Another way to disguise the costs is to count savings that, though they exist on paper, would probably never be realized in practice. The House bill claims reductions in Medicare reimbursements of $228 billion over a decade for hospitals and other providers. But Congress has often prescribed reimbursement cuts that, under pressure from providers, it's later rescinded. Claims of "fiscal responsibility" for the health-care proposals reflect "assumptions that are totally unrealistic based on past history," says David Walker, former U.S. comptroller general and now head of the Peter G. Peterson Foundation.

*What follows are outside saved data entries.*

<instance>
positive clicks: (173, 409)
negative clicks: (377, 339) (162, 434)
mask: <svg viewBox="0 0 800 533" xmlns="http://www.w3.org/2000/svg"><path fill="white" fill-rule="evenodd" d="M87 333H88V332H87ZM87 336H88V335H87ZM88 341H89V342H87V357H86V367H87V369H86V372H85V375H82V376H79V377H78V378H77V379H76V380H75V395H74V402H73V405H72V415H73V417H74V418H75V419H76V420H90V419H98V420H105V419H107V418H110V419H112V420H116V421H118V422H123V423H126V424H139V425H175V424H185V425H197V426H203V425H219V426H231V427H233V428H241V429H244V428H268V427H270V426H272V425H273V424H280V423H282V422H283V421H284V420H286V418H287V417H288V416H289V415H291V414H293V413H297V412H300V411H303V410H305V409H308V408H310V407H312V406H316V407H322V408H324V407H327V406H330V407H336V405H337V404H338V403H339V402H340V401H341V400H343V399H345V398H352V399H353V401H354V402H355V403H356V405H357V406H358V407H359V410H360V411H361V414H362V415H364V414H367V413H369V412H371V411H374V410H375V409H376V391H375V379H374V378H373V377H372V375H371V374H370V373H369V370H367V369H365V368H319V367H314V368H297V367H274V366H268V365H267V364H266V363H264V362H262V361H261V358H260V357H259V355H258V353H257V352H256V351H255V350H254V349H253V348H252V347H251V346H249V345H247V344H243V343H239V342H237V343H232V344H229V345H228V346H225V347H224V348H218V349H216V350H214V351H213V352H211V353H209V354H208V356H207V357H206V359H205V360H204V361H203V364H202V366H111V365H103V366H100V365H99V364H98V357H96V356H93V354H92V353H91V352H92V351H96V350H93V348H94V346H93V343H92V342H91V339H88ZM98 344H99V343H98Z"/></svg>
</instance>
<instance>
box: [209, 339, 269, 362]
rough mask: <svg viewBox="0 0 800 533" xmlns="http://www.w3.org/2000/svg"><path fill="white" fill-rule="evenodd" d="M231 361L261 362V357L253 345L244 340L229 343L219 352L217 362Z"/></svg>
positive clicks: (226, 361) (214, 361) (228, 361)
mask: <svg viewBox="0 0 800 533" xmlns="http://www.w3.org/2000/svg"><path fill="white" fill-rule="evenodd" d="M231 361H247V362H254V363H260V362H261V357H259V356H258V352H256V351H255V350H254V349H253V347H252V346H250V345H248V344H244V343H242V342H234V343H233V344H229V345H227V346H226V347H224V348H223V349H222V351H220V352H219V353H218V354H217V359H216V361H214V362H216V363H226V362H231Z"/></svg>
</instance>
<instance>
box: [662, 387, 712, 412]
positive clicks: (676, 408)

Equally misleading, Obama's advisers assert that the present proposals would slow the growth of overall national health spending. Outside studies disagree. Three studies (two by the consulting firm the Lewin Group and one by the Centers for Medicare & Medicaid Services, a federal agency) conclude that various congressional plans would increase national health spending compared with no legislation. The studies estimate the extra spending, over the next decade, at $750 billion, $525 billion, and $114 billion, respectively. The reasoning: greater use of the health-care system by the newly insured would overwhelm cost-saving measures ("bundled payments," "comparative effectiveness research," tort reform), which are weak or experimental.
Though these estimates could prove wrong, they are more plausible than the administration's self-serving claims. Its health-care plan is not "comprehensive" because it slights cost control; and if its spending commitments worsened some future budget crisis, it wouldn't qualify as "reform." It would be a self-inflicted wound.